The increased blood pressure of hypertension is very damaging. So much so that blunt therapies that override regulatory systems controlling blood pressure, reducing blood pressure without in any way addressing the underlying causes of hypertension, can reduce mortality and incidence of age-related disease. Hypertension is a downstream consequence of forms of age-related cell and tissue damage that also cause many other forms of dysfunction. But a sizable fraction of their contribution to degenerative aging is mediated by increased blood pressure.
Hypertension turns biochemical issues in aging into physical trauma to tissues. It causes pressure damage such as rupture of capillaries to delicate structures necessary to tissue function in the kidney, brain, and elsewhere. It accelerates the progression of atherosclerosis, in which fatty lesions form in blood vessel walls. It contributes to destructive remodeling of heart muscle. Further, hypertension speeds the progression of neurodegenerative conditions leading to dementia, the subject of today's open access meta-analysis. The data demonstrates the point made above, that controlling hypertension makes a sizable difference to the risk of suffering dementia, a measure of just how much damage raised blood pressure does to the brain when sustained over time.
The utility of antihypertensives and ideal blood pressure (BP) for dementia prevention in late life remains unclear and highly contested. This study assessed the associations of hypertension history, antihypertensive use, and baseline measured BP in late life (older than 60 years) with dementia. Longitudinal, population-based studies of aging participating in the Cohort Studies of Memory in an International Consortium (COSMIC) group were included. Participants were individuals without dementia at baseline aged 60 to 110 years and were based in 15 different countries. Participants were grouped in 3 categories based on previous diagnosis of hypertension and baseline antihypertensive use: healthy controls, treated hypertension, and untreated hypertension.
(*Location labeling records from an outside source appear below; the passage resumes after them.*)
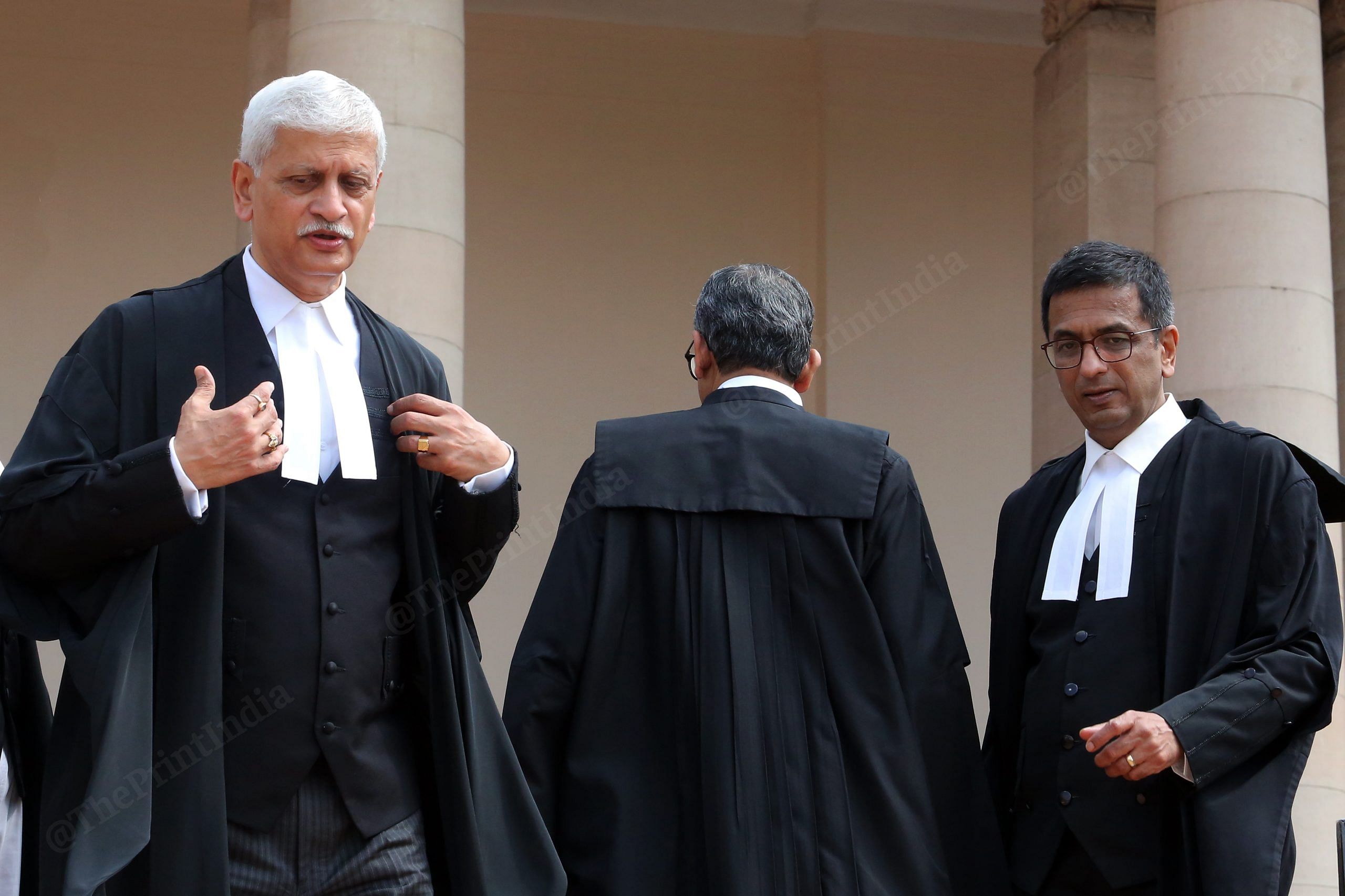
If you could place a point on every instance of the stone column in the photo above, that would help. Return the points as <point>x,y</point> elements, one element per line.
<point>1242,226</point>
<point>268,50</point>
<point>1333,77</point>
<point>1094,138</point>
<point>409,58</point>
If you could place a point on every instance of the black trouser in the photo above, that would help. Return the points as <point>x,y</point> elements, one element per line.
<point>1075,875</point>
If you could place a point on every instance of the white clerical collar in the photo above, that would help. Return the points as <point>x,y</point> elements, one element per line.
<point>765,382</point>
<point>272,302</point>
<point>1140,449</point>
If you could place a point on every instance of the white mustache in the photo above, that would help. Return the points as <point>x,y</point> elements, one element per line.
<point>338,228</point>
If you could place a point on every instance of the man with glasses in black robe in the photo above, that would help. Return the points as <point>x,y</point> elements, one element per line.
<point>743,672</point>
<point>1165,619</point>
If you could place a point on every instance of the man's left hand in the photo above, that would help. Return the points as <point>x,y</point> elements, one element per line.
<point>1146,738</point>
<point>459,446</point>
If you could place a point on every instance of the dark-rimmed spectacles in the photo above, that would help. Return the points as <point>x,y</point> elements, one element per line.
<point>1111,348</point>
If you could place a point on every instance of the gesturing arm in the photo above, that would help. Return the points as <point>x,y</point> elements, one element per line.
<point>70,510</point>
<point>1282,673</point>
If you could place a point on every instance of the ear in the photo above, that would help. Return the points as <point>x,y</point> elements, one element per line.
<point>244,181</point>
<point>373,213</point>
<point>1168,341</point>
<point>809,372</point>
<point>705,363</point>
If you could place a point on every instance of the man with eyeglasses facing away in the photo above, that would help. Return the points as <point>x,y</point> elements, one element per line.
<point>743,673</point>
<point>1165,619</point>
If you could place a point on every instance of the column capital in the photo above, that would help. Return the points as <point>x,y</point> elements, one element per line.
<point>1333,27</point>
<point>1059,17</point>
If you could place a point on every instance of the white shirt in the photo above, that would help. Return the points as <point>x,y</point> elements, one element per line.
<point>338,334</point>
<point>765,382</point>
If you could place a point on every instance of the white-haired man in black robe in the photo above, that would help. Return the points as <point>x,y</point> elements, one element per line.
<point>257,518</point>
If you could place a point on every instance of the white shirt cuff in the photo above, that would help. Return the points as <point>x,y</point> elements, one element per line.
<point>1183,768</point>
<point>481,483</point>
<point>195,499</point>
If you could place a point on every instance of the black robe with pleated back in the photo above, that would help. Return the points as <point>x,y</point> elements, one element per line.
<point>743,674</point>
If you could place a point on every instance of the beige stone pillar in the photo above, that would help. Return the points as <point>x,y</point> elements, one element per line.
<point>1094,138</point>
<point>1333,77</point>
<point>268,50</point>
<point>1242,226</point>
<point>408,56</point>
<point>1325,799</point>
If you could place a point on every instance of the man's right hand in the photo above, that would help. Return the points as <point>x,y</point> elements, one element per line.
<point>221,447</point>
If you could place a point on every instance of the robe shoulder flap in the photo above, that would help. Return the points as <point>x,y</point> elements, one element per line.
<point>753,451</point>
<point>411,367</point>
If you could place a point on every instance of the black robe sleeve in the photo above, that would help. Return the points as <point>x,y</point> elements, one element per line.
<point>69,502</point>
<point>906,580</point>
<point>471,529</point>
<point>1281,674</point>
<point>551,650</point>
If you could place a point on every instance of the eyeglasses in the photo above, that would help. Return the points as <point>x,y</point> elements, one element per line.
<point>1111,348</point>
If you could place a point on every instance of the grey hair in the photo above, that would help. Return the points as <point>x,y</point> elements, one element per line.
<point>315,101</point>
<point>1111,264</point>
<point>757,317</point>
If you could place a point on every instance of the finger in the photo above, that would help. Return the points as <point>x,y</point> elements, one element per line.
<point>267,420</point>
<point>1144,770</point>
<point>419,403</point>
<point>253,401</point>
<point>205,389</point>
<point>1118,750</point>
<point>411,446</point>
<point>1099,735</point>
<point>413,422</point>
<point>271,461</point>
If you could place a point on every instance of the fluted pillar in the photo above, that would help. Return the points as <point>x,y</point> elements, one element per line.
<point>1243,229</point>
<point>1094,138</point>
<point>408,56</point>
<point>268,53</point>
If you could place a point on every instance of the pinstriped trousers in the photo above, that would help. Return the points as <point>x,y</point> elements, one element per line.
<point>316,851</point>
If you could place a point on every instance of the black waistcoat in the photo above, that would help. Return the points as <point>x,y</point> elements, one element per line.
<point>1093,660</point>
<point>311,664</point>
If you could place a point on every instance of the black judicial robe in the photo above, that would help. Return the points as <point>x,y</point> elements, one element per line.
<point>135,790</point>
<point>1250,622</point>
<point>743,674</point>
<point>27,728</point>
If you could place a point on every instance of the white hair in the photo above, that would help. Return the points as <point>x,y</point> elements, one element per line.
<point>315,101</point>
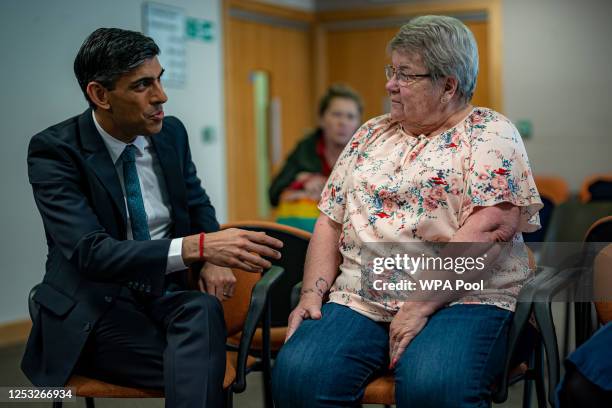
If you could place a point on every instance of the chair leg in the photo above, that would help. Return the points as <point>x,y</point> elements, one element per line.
<point>229,398</point>
<point>539,377</point>
<point>266,357</point>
Baseline systolic BP (SBP) and diastolic BP (DBP) were treated as continuous variables.
The key outcome was all-cause dementia. Mixed-effects Cox proportional hazards models were used to assess the associations between the exposures and the key outcome variable. The association between dementia and baseline BP was modeled using nonlinear natural splines. The main analysis was a partially adjusted Cox proportional hazards model controlling for age, age squared, sex, education, racial group, and a random effect for study. Sensitivity analyses included a fully adjusted analysis, a restricted analysis of those individuals with more than 5 years of follow-up data, and models examining the moderating factors of age, sex, and racial group.
The analysis included 17 studies with 34,519 community dwelling older adults (58.4% female) with a mean age of 72.5 ± 7.5 years and a mean follow-up of 4.3 ± 4.3 years. In the main, partially adjusted analysis including 14 studies, individuals with untreated hypertension had a 42% increased risk of dementia compared with healthy controls (hazard ratio 1.42) and 26% increased risk compared with individuals with treated hypertension (hazard ratio 1.26). Individuals with treated hypertension had no significant increased dementia risk compared with healthy controls. The association of antihypertensive use or hypertension status with dementia did not vary with baseline BP. There was no significant association of baseline SBP or DBP with dementia risk in any of the analyses. There were no significant interactions with age, sex, or racial group for any of the analyses.
In conclusion, this individual patient data meta-analysis of longitudinal cohort studies found that antihypertensive use was associated with decreased dementia risk compared with individuals with untreated hypertension through all ages in late life. Individuals with treated hypertension had no increased risk of dementia compared with healthy controls.